Alison was very silent after we left him. We were driving up to Hampstead to see a film. I glanced at her sullen face.

“What’s wrong?”

“Sometimes you sound so mean, you upper-class Poms.”

“I’m not upper-class. I’m middle-class.”

“Upper, middle—God, who cares.”

I drove some way before she spoke again.

“You treated me as if I didn’t really belong to you.”

“Don’t be silly.”

“As if I’m a bloody abo.”

“Rubbish.”

“In case my pants fell down or something.”

“It’s so difficult to explain.”

“Not to me, sport. Not to me.”

One day she said, “I’ve got to go for my interview tomorrow.”

“Do you want to go?”

“Do you want me to go?”

“It doesn’t mean anything. You haven’t got to make up your mind.”

“It’ll do me good if I get accepted. Just to know I’m accepted.”

She changed the subject; and I could have refused to change the subject. But I didn’t.

Then, the very next day, I too had a letter about an interview. Alison’s took place—she thought she had done well.
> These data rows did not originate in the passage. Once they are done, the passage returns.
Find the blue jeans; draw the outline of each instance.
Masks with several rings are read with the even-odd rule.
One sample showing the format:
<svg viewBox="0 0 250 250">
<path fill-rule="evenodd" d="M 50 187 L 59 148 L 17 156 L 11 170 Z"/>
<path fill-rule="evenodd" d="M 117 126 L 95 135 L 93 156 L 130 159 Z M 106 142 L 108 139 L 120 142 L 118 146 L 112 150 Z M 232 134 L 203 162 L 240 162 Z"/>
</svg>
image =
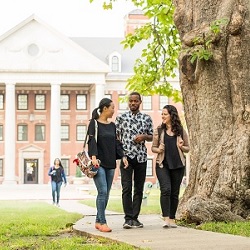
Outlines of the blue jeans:
<svg viewBox="0 0 250 250">
<path fill-rule="evenodd" d="M 115 169 L 103 168 L 100 166 L 94 182 L 97 188 L 96 197 L 96 222 L 106 224 L 105 210 L 109 200 L 109 192 L 113 183 Z"/>
<path fill-rule="evenodd" d="M 122 161 L 120 165 L 124 219 L 137 220 L 141 211 L 147 162 L 139 163 L 136 158 L 128 158 L 128 163 L 127 168 L 124 168 Z"/>
<path fill-rule="evenodd" d="M 62 181 L 51 181 L 53 203 L 59 203 Z"/>
</svg>

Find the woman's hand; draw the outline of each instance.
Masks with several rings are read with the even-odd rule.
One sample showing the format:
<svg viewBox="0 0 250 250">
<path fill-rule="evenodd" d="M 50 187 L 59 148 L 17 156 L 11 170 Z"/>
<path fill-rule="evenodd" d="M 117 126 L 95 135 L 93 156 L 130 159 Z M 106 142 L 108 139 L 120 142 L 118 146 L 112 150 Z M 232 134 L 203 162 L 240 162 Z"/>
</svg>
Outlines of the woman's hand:
<svg viewBox="0 0 250 250">
<path fill-rule="evenodd" d="M 182 146 L 184 145 L 184 141 L 182 139 L 179 139 L 177 145 L 182 150 Z"/>
<path fill-rule="evenodd" d="M 165 144 L 161 143 L 159 146 L 159 153 L 162 153 L 165 150 Z"/>
<path fill-rule="evenodd" d="M 100 165 L 100 161 L 98 160 L 98 159 L 96 159 L 96 157 L 95 156 L 93 156 L 92 157 L 92 164 L 94 165 L 94 166 L 99 166 Z"/>
<path fill-rule="evenodd" d="M 128 159 L 127 159 L 126 156 L 123 156 L 123 157 L 122 157 L 122 162 L 123 162 L 123 164 L 124 164 L 124 168 L 127 168 L 127 167 L 128 167 Z"/>
</svg>

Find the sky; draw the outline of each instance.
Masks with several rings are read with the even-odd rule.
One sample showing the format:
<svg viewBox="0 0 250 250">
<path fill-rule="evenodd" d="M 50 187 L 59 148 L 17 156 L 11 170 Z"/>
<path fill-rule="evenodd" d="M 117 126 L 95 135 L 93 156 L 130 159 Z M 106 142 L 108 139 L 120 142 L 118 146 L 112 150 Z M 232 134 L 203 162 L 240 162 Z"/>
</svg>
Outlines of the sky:
<svg viewBox="0 0 250 250">
<path fill-rule="evenodd" d="M 0 0 L 0 35 L 32 14 L 68 37 L 123 37 L 124 16 L 136 9 L 117 0 L 104 10 L 104 0 Z"/>
</svg>

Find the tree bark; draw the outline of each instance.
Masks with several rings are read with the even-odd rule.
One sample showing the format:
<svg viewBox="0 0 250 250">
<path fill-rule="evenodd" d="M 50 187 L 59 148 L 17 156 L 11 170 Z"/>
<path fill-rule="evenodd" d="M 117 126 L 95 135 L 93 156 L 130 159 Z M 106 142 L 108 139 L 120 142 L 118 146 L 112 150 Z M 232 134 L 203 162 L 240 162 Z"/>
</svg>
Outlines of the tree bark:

Three days later she got a letter saying that she had been accepted for training, to start in October.

I had my interview, with a board of urbane culture-organizers. She met me outside and we went and had an awkward meal, like two strangers, in an Italian restaurant. She had a gray, tired face, and her cheeks looked baggy. I asked her what she’d been doing while I was away.

“Writing a letter.”

“To them?”

“Yes.”

“Saying?”

“What do you think I said?”

“You accepted.”

There was a difficult pause. I knew what she wanted me to say, but I couldn’t say it. I felt as a sleepwalker must feel when he wakes up at the end of the roof parapet. I wasn’t ready for marriage, for settling down. I wasn’t psychologically close enough to her; something I couldn’t define, obscure, monstrous, lay between us, and this obscure monstrous thing emanated from her, not from me.
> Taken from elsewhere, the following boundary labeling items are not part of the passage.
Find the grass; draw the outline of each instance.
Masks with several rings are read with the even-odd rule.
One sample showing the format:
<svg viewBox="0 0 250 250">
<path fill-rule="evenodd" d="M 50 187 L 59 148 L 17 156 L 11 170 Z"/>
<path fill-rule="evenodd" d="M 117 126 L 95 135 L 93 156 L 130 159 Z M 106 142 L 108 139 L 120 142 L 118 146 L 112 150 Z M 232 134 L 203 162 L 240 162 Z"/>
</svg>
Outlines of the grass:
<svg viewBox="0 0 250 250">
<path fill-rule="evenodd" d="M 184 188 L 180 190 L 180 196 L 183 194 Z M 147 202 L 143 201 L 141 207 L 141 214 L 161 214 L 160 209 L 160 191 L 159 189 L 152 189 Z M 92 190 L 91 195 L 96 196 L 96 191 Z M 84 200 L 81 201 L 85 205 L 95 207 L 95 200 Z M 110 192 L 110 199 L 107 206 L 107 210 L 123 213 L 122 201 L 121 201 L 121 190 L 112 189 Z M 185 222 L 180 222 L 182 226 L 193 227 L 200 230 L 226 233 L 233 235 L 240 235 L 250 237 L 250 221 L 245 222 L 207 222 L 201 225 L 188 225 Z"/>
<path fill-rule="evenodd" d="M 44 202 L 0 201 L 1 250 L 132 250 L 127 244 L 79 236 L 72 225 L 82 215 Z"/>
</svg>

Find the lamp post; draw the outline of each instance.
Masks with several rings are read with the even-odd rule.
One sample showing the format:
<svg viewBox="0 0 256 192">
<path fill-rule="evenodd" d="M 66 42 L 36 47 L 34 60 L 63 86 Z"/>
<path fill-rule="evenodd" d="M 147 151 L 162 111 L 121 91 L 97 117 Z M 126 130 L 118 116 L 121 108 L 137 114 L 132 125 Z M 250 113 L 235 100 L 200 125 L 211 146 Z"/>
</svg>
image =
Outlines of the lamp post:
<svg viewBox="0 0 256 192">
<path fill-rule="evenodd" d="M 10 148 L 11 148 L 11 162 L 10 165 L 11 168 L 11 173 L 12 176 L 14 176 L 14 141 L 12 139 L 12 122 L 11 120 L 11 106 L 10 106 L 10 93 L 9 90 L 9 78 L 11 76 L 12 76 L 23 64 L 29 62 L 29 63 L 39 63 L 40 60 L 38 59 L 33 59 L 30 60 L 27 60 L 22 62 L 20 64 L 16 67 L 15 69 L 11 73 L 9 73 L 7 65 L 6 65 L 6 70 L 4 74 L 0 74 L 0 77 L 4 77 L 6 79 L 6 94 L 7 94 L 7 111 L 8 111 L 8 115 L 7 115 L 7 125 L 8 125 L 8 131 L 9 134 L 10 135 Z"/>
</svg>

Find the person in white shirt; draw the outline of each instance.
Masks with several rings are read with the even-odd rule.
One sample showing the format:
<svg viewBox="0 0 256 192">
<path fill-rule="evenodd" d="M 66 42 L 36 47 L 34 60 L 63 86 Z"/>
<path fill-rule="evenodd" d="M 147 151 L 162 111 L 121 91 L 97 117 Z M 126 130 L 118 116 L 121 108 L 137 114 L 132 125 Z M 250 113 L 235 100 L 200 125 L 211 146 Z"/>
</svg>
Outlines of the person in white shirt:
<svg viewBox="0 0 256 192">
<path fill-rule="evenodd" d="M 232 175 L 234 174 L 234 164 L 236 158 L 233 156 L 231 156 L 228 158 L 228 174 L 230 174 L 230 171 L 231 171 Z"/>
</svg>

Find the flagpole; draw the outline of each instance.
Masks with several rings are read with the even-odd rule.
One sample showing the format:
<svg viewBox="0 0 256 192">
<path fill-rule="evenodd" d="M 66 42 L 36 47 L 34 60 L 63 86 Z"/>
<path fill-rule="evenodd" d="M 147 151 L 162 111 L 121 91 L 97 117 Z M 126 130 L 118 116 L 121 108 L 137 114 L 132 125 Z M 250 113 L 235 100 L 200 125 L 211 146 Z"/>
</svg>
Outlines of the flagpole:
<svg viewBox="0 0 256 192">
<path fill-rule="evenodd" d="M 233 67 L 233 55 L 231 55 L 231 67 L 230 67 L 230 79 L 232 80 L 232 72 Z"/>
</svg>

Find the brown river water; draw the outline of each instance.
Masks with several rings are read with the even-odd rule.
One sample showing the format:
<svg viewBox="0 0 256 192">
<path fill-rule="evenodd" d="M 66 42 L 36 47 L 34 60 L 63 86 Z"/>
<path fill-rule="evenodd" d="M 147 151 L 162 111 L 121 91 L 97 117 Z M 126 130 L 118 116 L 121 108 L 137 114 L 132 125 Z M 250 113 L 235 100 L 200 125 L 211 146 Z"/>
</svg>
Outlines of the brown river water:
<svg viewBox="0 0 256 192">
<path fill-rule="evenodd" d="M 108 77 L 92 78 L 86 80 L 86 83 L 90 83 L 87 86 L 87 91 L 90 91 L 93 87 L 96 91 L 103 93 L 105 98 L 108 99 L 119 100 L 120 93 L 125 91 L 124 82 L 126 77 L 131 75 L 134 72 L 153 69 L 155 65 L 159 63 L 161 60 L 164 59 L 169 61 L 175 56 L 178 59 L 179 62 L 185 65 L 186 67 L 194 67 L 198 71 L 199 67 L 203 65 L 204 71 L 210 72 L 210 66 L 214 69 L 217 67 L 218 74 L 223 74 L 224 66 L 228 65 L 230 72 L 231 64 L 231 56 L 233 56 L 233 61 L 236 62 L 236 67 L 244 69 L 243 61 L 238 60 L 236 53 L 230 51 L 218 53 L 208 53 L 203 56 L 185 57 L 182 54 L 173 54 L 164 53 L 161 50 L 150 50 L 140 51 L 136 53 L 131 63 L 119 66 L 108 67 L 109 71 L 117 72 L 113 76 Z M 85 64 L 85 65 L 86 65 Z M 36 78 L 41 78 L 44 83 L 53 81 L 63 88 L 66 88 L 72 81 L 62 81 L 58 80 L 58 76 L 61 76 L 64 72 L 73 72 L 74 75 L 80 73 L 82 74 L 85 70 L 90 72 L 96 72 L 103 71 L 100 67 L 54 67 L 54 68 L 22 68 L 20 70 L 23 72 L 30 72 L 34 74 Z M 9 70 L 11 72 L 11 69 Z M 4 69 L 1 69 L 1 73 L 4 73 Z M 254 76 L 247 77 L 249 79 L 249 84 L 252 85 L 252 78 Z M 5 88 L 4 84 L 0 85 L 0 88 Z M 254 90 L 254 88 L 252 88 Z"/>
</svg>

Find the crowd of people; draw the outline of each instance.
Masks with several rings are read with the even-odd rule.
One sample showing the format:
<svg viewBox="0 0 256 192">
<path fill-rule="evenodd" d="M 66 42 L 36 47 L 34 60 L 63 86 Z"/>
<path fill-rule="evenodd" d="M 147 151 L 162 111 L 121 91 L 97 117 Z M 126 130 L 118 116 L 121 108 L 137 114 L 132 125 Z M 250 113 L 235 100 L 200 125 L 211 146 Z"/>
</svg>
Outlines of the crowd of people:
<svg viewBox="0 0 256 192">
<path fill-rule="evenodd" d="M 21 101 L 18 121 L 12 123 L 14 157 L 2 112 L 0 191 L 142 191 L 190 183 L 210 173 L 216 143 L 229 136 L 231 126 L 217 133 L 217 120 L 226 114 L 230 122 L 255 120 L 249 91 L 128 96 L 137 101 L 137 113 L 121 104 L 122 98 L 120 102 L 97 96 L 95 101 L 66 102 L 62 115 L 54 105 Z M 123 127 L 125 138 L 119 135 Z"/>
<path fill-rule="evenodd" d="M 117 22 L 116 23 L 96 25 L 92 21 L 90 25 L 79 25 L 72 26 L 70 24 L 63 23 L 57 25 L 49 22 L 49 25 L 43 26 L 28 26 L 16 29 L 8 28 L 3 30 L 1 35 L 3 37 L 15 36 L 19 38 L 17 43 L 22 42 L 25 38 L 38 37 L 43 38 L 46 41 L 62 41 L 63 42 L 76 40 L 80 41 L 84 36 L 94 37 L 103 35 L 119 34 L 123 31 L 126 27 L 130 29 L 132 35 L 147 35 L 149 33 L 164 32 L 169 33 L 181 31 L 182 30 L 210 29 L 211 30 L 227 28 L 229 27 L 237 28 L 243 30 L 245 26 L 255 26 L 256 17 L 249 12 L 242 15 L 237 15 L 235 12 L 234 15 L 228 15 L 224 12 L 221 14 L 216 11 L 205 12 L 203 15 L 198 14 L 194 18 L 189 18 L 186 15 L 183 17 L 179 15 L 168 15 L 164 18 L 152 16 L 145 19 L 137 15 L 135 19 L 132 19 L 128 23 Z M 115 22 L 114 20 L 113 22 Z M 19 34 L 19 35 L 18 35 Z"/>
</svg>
“Some of their flights go via Athens. If you’re in Greece we can meet. Maybe you’ll be in London. Anyway.”

We began to plan how we would live if I didn’t get the job in Greece.

But I did. A letter came, saying my name had been selected to be forwarded to the School Board in Athens. This was “virtually a formality.” I should be expected in Greece about the beginning of October.
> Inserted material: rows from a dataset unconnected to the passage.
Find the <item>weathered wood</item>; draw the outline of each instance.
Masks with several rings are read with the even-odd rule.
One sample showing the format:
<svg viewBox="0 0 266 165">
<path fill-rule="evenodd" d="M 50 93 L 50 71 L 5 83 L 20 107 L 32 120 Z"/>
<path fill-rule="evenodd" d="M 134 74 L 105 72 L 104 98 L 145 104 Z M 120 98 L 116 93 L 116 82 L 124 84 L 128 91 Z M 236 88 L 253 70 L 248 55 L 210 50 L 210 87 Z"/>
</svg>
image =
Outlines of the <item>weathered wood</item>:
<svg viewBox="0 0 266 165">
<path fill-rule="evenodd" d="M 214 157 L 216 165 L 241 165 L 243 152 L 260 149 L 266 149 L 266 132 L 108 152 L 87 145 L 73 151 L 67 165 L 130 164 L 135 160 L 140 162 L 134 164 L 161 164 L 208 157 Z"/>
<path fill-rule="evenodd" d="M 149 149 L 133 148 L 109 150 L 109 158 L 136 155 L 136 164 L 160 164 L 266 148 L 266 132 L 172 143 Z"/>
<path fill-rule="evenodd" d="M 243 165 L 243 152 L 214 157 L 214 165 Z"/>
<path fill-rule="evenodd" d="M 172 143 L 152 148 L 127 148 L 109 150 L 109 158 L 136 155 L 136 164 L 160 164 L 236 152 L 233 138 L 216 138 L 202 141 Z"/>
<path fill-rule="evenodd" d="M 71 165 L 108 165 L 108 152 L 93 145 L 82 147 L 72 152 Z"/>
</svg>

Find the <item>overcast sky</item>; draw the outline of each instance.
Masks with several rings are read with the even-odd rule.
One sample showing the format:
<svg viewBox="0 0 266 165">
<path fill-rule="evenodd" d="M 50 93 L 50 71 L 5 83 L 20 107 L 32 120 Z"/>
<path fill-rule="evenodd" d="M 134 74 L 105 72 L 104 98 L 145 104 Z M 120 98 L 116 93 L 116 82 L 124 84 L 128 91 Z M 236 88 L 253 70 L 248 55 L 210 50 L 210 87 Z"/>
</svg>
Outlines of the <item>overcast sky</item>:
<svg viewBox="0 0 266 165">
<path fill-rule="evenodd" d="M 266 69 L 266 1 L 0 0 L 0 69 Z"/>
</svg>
I showed Alison the letter as soon as I had climbed the stairs back to the fiat, and watched her read it. I was looking for regret, but I couldn’t see it. She kissed me.

“I told you.”

“I know.”

“Let’s celebrate. Let’s go out in the country.”

I let her carry me away. She wouldn’t take it seriously, and I was too much of a coward to stop and think why I was secretly hurt by her refusing to take it seriously. So we went out into the country, and when we came back we went to see a film and later went dancing in Soho; and still she wouldn’t take it seriously. But then, late, after love, we couldn’t sleep, and we had to take it seriously.